From Halanych and Kocot (2014):
Taxon sampling
Transcriptomes were obtained for the 18 invertebrate species listed in Table 1. For most animals, adult body wall (epidermis, muscles, and underlying tissue) was used for transcriptomes. For entoprocts and small brachiopods (Novocrania anomala and Macandrevia cranium), whole-body tissue was employed; for larger brachiopods (Glottidia pyramidata, Hemithris psittacea, and Laqueus californicus), extractions focused on mantle and muscle; for the solenogaster (a.k.a neomenioid) aplacophoran mollusc Proneomenia custodiens, unhatched juveniles were used. Collection locality information is also given in Table 1. The three annelid transcriptomes (Magelona beckleyi, Paramphinome jeffreysii, and Phyllochaetopterus prolifica) have been previously published (Weigert et al., 2014) in a phylogenomics paper detailing basal annelid relations. The remainder were part of a phylogenomics project on lophotrochozoan relationships (Kocot, 2013).

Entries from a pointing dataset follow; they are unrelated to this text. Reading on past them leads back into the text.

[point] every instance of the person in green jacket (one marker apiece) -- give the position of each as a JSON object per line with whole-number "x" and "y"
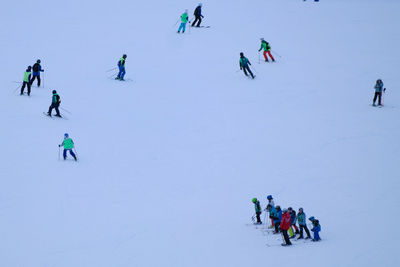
{"x": 184, "y": 20}
{"x": 27, "y": 81}
{"x": 68, "y": 146}
{"x": 244, "y": 65}
{"x": 267, "y": 50}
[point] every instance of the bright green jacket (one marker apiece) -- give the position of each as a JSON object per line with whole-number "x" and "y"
{"x": 26, "y": 76}
{"x": 68, "y": 143}
{"x": 184, "y": 18}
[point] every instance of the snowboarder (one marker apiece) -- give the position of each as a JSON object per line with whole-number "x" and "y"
{"x": 26, "y": 82}
{"x": 301, "y": 218}
{"x": 378, "y": 92}
{"x": 257, "y": 208}
{"x": 36, "y": 72}
{"x": 184, "y": 20}
{"x": 244, "y": 65}
{"x": 267, "y": 50}
{"x": 55, "y": 103}
{"x": 197, "y": 14}
{"x": 316, "y": 228}
{"x": 285, "y": 225}
{"x": 68, "y": 146}
{"x": 121, "y": 66}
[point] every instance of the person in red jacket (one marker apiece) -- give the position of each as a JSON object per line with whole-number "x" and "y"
{"x": 285, "y": 225}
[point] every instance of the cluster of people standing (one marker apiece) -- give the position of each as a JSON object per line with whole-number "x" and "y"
{"x": 285, "y": 221}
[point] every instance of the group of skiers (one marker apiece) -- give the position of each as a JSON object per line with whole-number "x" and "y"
{"x": 284, "y": 221}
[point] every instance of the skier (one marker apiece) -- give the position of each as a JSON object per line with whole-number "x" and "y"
{"x": 68, "y": 146}
{"x": 197, "y": 14}
{"x": 301, "y": 218}
{"x": 36, "y": 72}
{"x": 184, "y": 20}
{"x": 267, "y": 49}
{"x": 244, "y": 65}
{"x": 316, "y": 228}
{"x": 257, "y": 208}
{"x": 121, "y": 66}
{"x": 285, "y": 225}
{"x": 26, "y": 82}
{"x": 55, "y": 103}
{"x": 378, "y": 92}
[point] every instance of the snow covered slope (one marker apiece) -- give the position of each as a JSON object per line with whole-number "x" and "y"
{"x": 169, "y": 162}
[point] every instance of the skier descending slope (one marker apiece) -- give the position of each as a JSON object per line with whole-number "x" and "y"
{"x": 257, "y": 208}
{"x": 121, "y": 66}
{"x": 267, "y": 50}
{"x": 68, "y": 146}
{"x": 197, "y": 14}
{"x": 184, "y": 20}
{"x": 36, "y": 72}
{"x": 55, "y": 103}
{"x": 26, "y": 82}
{"x": 244, "y": 65}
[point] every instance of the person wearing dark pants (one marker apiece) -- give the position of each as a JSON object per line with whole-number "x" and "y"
{"x": 55, "y": 103}
{"x": 285, "y": 225}
{"x": 301, "y": 218}
{"x": 26, "y": 81}
{"x": 36, "y": 72}
{"x": 197, "y": 14}
{"x": 244, "y": 65}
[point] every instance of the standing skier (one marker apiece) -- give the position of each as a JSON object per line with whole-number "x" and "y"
{"x": 68, "y": 146}
{"x": 257, "y": 208}
{"x": 55, "y": 103}
{"x": 267, "y": 50}
{"x": 36, "y": 72}
{"x": 184, "y": 20}
{"x": 285, "y": 225}
{"x": 121, "y": 66}
{"x": 244, "y": 65}
{"x": 301, "y": 218}
{"x": 197, "y": 14}
{"x": 26, "y": 82}
{"x": 378, "y": 92}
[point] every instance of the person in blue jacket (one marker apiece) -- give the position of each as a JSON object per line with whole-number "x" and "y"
{"x": 316, "y": 228}
{"x": 121, "y": 66}
{"x": 197, "y": 14}
{"x": 36, "y": 70}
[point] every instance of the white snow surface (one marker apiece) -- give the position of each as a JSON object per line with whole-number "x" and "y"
{"x": 169, "y": 162}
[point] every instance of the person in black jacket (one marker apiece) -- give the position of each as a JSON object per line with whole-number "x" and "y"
{"x": 197, "y": 14}
{"x": 55, "y": 103}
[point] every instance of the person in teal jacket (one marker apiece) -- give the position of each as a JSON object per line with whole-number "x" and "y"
{"x": 184, "y": 20}
{"x": 68, "y": 144}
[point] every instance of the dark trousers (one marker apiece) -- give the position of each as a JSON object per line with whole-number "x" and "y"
{"x": 55, "y": 106}
{"x": 258, "y": 217}
{"x": 33, "y": 78}
{"x": 248, "y": 69}
{"x": 198, "y": 20}
{"x": 286, "y": 237}
{"x": 379, "y": 96}
{"x": 23, "y": 87}
{"x": 306, "y": 229}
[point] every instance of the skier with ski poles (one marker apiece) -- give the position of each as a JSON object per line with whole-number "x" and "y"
{"x": 257, "y": 208}
{"x": 378, "y": 92}
{"x": 121, "y": 66}
{"x": 26, "y": 81}
{"x": 184, "y": 20}
{"x": 55, "y": 103}
{"x": 197, "y": 14}
{"x": 68, "y": 144}
{"x": 267, "y": 50}
{"x": 36, "y": 72}
{"x": 244, "y": 65}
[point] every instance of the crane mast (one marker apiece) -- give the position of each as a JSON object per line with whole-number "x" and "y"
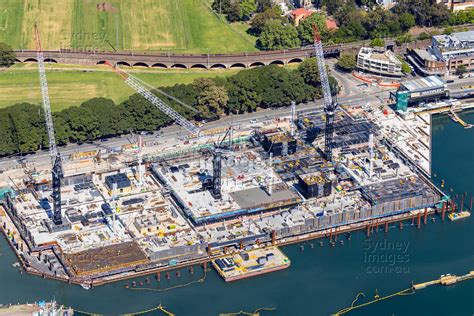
{"x": 329, "y": 104}
{"x": 57, "y": 168}
{"x": 218, "y": 150}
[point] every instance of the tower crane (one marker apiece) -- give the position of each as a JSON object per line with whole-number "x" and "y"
{"x": 329, "y": 104}
{"x": 219, "y": 148}
{"x": 140, "y": 88}
{"x": 57, "y": 168}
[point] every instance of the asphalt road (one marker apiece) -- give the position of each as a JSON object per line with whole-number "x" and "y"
{"x": 353, "y": 96}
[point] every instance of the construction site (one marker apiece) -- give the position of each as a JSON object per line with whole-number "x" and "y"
{"x": 97, "y": 217}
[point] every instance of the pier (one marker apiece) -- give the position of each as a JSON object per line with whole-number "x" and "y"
{"x": 457, "y": 119}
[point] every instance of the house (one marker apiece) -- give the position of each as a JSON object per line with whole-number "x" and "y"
{"x": 300, "y": 14}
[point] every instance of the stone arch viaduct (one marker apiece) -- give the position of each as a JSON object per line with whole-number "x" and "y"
{"x": 185, "y": 61}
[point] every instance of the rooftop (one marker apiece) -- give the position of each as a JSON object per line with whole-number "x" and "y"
{"x": 385, "y": 56}
{"x": 459, "y": 40}
{"x": 426, "y": 83}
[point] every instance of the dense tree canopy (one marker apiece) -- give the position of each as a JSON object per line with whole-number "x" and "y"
{"x": 276, "y": 35}
{"x": 346, "y": 62}
{"x": 23, "y": 127}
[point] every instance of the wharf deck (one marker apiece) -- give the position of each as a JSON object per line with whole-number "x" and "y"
{"x": 246, "y": 264}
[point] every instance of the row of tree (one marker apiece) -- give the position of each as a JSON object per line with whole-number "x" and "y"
{"x": 23, "y": 127}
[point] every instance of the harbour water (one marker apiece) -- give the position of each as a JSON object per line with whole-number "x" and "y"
{"x": 321, "y": 280}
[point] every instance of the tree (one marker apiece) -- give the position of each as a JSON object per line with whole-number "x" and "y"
{"x": 407, "y": 21}
{"x": 105, "y": 116}
{"x": 212, "y": 99}
{"x": 243, "y": 96}
{"x": 461, "y": 70}
{"x": 263, "y": 5}
{"x": 407, "y": 38}
{"x": 377, "y": 42}
{"x": 309, "y": 71}
{"x": 332, "y": 6}
{"x": 346, "y": 62}
{"x": 276, "y": 35}
{"x": 7, "y": 55}
{"x": 305, "y": 28}
{"x": 247, "y": 8}
{"x": 423, "y": 36}
{"x": 259, "y": 20}
{"x": 448, "y": 30}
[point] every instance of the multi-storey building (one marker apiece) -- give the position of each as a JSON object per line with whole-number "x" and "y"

Transcriptomic data collection
We follow the methods described in Weigert et al. (2014) and Kocot (2013), which are briefly summarized here. RNA was extracted with TRIzol (Invitrogen) and purified with the RNeasy kit (Qiagen; Valencia, CA) using oncolumn DNAse digestion. In the case of the small juveniles of Proneomenia custodiens, RNA was extracted with the RNeasy Micro kit (Qiagen; Valencia, CA). The SMART cDNA library construction kit (Clontech Laboratories, Mountain View, CA) was used to construct cDNA libraries. These libraries were sequenced by The Genomic Services Lab at the Hudson Alpha Institute in Huntsville, Alabama, on the Illumina (San Diego, CA) HiSeq 2000 platform with 2x100 paired-end sequencing. To reduce memory usage during transcriptome assembly, sequencing data were digitally normalized to a k-mer coverage depth of 30 using the normalize-by-median.py script (Brown et al., 2012). Data were then assembled using Trinity (Grabherr et al., 2011; 8 June 2012 version) with default settings.
Identification of genes
UniProt accession numbers for human toll-like receptor genes were obtained from InnateDB (Innate DB, 2014; Lynn et al., 2008; Breuer et al., 2013). Amino acid sequences for TLR1-TLR10 were obtained from then National Center for Biotechnology Information (NCBI; Table 2) and used for bait in a TBLASTN search (Altschul et al., 1990) against the assembled nucleotide transcriptomes. For these searches, an e-value of 10^-5 was employed and only top hits longer than 800 nucleotides (to filter out smaller gene fragments) were retained. Significant hits were translated to amino acid sequences with TransDecoder in the Trinity package (Grabherr et al., 2011), and redundant sequences were removed with cd-hit (Li and Godzik, 2006) using an identity (-c flag) of 1.0. To further confirm their identity, the translated hits were searched against the Swiss Prot database using BLASTP with an e-value cutoff of 10^-5. As TransDecoder can yield multiple translations per nucleotide sequence, all translations were subject to BLASTP, and only the best hits were retained. Sequences that returned the top hit with a significant e-value and matched to a TLR gene were retained and compared to the SMART database (SMART, 2014; Schultz et al., 1998; Letunic et al., 2012) using the "normal" search setting to identify protein domains.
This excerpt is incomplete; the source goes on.